The Palestinians' last chance

With the triumph of Hamas in the recent Palestinian elections, the question is now between whether a final war between the Palestinians and Israel is inevitable, or merely virtually inevitable.

I, for absolutely no rational reason but based on sheerest optimism, think there is one last chance for peace in the Middle East. But it’s going to require a huge effort on Hamas’ behalf, and to surmount a nigh-impossible psychological barrier:

The need to look to the Jews for inspiration.

At the founding of Israel, numerous groups, factions, and gangs that had fought against the British struggled for control and to preserve their relevancy. One of the leading groups was called Irgun, led by a firebrand named Menachem Begin. Irgun wanted to be taken whole into the Israeli Defense Force as an “army within an army.” The Israeli government differed, and the disagreement came to a head when a ship — the Altalena — arrived in Israel with nearly a thousand Irgun fighters and a LOT of weapons — 5,000 rifles, 5 MILLION bullets, bazookas, machine guns, armored vehicles, and the like. The nascent Israeli government demanded Irgun surrender the weapons. Irgun stalled, negotiating to keep roughly 80% of the arms for their own units.

And then Jew fought Jew.

The Israeli Defense Force attacked the Altalena, setting her afire. The Irgun fighters fled the ship, fearing her cargo of ammunition could explode at any moment. When the dust settled, nearly 200 Irgun were arrested (although most were released in a short time).

And nearly 20 Jews were dead, at the hands of Jews. 16 Irgun and 3 IDF men were killed.

Menachem Begin, leader of Irgun, eventually became a peacemaker. Nearly 30 years later, he became Prime Minister of Israel, and signed the Camp David Accords with Egypt, the first peace treaty between Israel and any of her Arab neighbors. And in an ironic twist, the man he succeeded as Prime Minister was none other than his opponent at the Altalena battle, Yitzhak Rabin.

The Palestinians not only have to follow the example of the hated Jews, but they need to condense 30 years of work into a matter of months — which is probably a very optimistic estimate of how much time Hamas will have. They need to demonstrate to the world that they are THE government of Palestine, and they will not tolerate any other parties taking on the rights and responsibilities of a government — much like Israel did with the Altalena. And they need to publicly acknowledge Israel’s right to exist and renounce their charter-enshrined vow to destroy it.

But I fear they won’t.

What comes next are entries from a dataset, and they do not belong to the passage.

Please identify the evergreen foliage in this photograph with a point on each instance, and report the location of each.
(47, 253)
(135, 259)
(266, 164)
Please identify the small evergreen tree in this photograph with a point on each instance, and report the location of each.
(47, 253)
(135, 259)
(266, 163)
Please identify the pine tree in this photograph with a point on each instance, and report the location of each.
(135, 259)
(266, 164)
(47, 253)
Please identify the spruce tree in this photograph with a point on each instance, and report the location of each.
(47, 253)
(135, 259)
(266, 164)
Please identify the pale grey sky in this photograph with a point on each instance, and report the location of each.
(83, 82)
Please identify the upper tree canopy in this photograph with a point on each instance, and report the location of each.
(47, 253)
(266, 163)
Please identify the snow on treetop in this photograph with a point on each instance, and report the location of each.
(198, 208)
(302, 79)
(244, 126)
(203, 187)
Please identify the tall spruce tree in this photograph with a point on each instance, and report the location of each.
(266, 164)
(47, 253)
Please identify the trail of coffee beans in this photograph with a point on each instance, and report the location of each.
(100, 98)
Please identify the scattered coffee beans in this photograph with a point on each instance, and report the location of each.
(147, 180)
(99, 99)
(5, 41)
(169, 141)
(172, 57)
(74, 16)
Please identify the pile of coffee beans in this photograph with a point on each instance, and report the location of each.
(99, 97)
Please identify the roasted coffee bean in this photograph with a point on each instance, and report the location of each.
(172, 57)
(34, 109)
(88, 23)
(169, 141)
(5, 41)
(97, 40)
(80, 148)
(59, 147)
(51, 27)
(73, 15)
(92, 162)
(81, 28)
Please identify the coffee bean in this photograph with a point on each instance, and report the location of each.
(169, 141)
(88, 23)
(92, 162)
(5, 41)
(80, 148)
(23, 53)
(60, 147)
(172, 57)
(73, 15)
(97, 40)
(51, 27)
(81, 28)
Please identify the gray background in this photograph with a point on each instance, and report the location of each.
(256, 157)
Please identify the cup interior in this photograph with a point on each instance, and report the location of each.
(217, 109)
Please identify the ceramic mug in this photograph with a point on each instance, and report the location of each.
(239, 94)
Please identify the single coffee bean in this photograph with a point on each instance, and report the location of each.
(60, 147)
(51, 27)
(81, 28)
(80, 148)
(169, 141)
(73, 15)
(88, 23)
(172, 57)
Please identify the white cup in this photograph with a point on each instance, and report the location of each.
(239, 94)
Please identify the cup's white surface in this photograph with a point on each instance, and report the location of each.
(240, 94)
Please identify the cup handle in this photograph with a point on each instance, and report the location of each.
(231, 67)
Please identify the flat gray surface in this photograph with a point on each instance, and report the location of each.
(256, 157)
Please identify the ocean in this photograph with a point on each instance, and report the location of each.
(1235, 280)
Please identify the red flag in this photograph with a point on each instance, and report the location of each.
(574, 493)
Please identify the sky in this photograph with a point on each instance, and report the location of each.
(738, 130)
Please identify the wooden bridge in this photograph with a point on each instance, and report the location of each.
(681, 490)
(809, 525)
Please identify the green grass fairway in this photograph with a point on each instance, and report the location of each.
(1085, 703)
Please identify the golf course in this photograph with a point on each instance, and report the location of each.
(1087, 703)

I strongly suspect that Hamas will be feeling their oats with their great victory, and make grandiose pronouncements about “continuing the struggle” and “obliterating the Zionist entity” and “reclaiming all the land stolen by the Jews” and the like.

And then, after one final terrorist attack, whether directly traceable to Hamas or not, Israel will state that the government of the Palestinians has committed one too many acts of war against Israel, and declare war on Palestine. At that point Hamas will be confronted with the inescapable fact that if one exercises the powers of a government, then one can be expected to take the responsibilities of a government — and allowing people to wage war in your name, from your lands, with your support, will bring down the severest of consequences.

One of the lessons I learned from the game “Risk” is that it is far easier to take territory than to hold it, and great victories can sometimes lead to greater defeats if one overextends oneself. That was the mistake Israel made before — they crushed their enemies militarily, then occupied them. Now, with Israel having pulled out of Gaza, the Palestinians have been deprived of that ready pool of potential hostages. Israel can strike with impunity, destroying military targets and what little infrastructure exists, then pull back and say “if you give us cause, we will do that again. Don’t give us cause.” Israel can spend years playing “bounce the rubble” until the Palestinians finally accept reality — Israel is here to stay.

I really, deeply, sincerely hope that the nigh-impossible happens, and Hamas comes to sanity. But I wouldn’t bet a dime on it actually happening.